Hunches are great, going with your gut can be fantastic. That said, think of these instinctual processes as an option at the beginning and the end of a decision-making process. When most founders come up with the idea for a company, it’s not due to a research-backed report on the industry. Instead, it’s an experience: a bad conference call, a bad cab ride, or a bad hotel stay. She has a hunch that if you take advantage of emerging technology and outside-the-box thinking, then there is a shot at doing something revolutionary.

She’s thinking up the next big thing.

 

That sort of gut call is great, and then you want to follow it up with looking at the cold, hard facts. A hunch is a starting point. As you test your original idea in view of new information, you should never be too afraid (or too arrogant) to reconsider your thesis.

Inevitably, at a certain point decisions have to be made:  What’s  your target market? Should you prize the highest level of technical wizardry in your product, or ease of use for the masses?

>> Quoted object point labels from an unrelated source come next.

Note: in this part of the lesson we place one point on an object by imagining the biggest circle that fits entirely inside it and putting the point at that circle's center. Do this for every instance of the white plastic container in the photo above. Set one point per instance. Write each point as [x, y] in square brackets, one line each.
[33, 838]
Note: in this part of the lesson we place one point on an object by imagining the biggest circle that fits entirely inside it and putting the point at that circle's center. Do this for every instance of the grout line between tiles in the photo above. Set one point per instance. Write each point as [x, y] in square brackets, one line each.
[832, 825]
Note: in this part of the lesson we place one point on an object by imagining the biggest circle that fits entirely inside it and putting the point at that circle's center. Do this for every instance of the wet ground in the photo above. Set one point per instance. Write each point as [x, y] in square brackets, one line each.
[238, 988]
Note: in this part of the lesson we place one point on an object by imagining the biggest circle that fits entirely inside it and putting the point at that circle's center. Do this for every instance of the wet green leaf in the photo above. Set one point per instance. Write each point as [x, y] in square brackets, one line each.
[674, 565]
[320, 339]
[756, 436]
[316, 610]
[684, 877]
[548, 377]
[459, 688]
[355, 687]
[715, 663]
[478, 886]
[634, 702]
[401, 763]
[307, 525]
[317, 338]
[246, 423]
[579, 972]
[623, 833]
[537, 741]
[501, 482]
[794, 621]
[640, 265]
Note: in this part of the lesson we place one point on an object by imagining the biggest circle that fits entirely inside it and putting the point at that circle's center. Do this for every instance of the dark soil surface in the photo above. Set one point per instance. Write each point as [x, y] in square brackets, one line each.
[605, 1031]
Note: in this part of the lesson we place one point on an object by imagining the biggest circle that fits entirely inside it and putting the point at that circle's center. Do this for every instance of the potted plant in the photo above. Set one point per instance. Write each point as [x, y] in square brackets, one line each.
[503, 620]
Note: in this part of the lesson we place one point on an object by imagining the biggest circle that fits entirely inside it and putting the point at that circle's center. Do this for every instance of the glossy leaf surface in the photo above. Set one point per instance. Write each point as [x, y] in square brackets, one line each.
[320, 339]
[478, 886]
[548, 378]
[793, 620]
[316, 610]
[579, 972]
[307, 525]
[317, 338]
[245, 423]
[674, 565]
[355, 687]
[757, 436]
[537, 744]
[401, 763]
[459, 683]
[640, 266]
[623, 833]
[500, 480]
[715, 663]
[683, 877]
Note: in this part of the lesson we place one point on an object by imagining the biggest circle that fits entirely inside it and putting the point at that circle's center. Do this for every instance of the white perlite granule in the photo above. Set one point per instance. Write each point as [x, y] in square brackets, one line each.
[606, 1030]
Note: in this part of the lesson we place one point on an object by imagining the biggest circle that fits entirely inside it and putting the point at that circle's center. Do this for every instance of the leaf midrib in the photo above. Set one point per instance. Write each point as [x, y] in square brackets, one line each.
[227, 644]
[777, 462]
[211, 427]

What color should your web page be?

And at that point, after studying the data, it’s time again to go with your gut. One thing years of analyzing data has taught me is that you will rarely get a black-or-white, 100%-sure-thing recommendation. Ultimately, you have to throw the dice and trust your gut, but first make sure your gut is as well-informed as possible.

Which brings us to:

“Data-Driven” Doesn’t Mean “Data-Directed”.

Your data analysis is only as good as your ability to learn from it and use it. Key Performance Indicators (KPIs) are the measurements by which you judge success. For example, a 25% conversion rate, or keeping user attrition below 10% over six months. It can be anything  really, and that is where the “K” as in “key” comes in. You can judge  success by lots of different standards, and it is up to actual living,  breathing humans to decide which of those goals matter most.

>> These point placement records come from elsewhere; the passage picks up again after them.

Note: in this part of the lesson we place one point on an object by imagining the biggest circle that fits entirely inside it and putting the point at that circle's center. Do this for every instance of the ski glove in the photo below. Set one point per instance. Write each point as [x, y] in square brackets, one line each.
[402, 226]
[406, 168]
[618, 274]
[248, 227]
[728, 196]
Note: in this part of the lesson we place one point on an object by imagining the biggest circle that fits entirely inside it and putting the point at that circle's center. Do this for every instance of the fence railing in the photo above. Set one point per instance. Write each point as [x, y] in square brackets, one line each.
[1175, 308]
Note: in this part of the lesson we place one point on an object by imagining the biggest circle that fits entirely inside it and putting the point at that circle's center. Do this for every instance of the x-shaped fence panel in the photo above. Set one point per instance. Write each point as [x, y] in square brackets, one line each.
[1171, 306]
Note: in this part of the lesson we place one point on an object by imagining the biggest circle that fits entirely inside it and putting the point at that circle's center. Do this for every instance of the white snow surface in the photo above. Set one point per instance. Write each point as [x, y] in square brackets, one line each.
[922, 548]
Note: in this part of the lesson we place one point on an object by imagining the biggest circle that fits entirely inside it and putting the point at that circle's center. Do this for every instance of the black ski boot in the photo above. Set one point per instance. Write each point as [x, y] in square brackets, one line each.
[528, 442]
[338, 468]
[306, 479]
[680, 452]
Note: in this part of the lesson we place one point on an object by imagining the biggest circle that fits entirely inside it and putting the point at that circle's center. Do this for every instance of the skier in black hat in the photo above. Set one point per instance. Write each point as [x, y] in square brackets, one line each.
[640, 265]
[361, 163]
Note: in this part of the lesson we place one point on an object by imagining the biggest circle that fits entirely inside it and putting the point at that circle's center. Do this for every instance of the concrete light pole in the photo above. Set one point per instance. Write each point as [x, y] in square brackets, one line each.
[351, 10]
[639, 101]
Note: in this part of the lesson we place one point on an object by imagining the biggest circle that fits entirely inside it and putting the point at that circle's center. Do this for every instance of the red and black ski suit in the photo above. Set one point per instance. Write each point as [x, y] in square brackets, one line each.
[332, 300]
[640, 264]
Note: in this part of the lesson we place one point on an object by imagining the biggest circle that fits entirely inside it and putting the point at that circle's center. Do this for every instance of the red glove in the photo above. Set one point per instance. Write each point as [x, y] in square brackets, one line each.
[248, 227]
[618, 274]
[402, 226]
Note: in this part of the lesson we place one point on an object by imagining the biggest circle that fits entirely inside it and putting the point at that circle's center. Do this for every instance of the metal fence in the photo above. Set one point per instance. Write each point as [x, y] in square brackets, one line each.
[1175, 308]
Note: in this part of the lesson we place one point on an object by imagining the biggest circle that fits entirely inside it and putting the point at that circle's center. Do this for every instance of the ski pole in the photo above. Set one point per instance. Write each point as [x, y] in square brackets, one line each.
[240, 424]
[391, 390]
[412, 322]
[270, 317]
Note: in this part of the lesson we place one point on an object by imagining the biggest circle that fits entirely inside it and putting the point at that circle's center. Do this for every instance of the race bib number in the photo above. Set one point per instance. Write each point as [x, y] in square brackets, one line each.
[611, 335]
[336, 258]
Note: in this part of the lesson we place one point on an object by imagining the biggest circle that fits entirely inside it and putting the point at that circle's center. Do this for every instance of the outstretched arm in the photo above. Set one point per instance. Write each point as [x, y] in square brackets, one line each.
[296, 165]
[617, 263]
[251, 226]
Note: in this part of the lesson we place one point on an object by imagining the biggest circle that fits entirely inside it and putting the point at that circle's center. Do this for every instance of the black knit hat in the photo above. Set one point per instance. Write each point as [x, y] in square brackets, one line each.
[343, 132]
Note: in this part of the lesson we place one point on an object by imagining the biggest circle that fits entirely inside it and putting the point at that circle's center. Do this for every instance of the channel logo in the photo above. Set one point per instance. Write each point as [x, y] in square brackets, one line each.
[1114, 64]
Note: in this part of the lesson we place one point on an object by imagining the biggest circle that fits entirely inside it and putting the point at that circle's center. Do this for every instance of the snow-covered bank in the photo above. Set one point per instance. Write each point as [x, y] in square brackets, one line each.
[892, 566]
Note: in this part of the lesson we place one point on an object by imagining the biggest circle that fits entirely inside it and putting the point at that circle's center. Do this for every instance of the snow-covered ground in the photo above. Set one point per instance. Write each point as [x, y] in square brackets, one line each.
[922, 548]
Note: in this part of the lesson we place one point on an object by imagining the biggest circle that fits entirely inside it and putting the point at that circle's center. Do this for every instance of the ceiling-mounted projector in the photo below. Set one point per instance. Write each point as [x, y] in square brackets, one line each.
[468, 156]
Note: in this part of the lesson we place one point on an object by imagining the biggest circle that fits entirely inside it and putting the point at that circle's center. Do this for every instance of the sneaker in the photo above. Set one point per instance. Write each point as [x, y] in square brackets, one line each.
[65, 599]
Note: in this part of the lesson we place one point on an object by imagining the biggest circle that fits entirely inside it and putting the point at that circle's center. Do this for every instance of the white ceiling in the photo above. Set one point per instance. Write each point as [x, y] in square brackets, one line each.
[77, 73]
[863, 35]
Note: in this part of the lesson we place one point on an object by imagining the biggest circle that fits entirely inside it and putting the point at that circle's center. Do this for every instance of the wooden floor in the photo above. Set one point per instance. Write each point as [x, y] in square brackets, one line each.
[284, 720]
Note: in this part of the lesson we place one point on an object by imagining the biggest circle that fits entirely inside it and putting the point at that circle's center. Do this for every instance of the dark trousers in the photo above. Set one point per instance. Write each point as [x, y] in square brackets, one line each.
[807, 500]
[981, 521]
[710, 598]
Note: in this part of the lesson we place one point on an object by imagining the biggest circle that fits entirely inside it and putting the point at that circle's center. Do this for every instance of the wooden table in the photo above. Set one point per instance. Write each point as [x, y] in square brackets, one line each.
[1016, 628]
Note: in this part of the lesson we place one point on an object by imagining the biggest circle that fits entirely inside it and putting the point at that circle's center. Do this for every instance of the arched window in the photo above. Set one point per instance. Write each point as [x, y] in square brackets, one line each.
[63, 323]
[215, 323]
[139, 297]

Let’s look at a specific example. Say you’re trying to figure out how best to use your marketing budget. You find that $1000 spent at Source A produces 500 registrations, while at Source B, $1000 results in only 300 registrations. It would seem to be a  no-brainer: you go with Source A any day of the week.

BUT:
What if you find that, of those initial registrations, 10% of Source A regestered userss become loyal, while 20% of registered users from Source B do.

The data aren’t arguing, and they aren’t lying to you, either. This brings up a point that it is important to remember: “The data don’t care what you do.” Data analysis is a tool, a powerful tool to respect, but not blindly obey. The choice between Source A or Source B in this example should depend on whether you find it expedient at this point in your company’s growth to focus on registration volume or user loyalty. That’s a decision that only you and your coworkers (the carbon-based ones who eat and drink and sometimes hum annoyingly and then you get that stupid song  stuck in your head for the rest of the day) can make.

And once you’ve made it, you’ll want to gather the results of that decision …so you can analyze the hell out of them.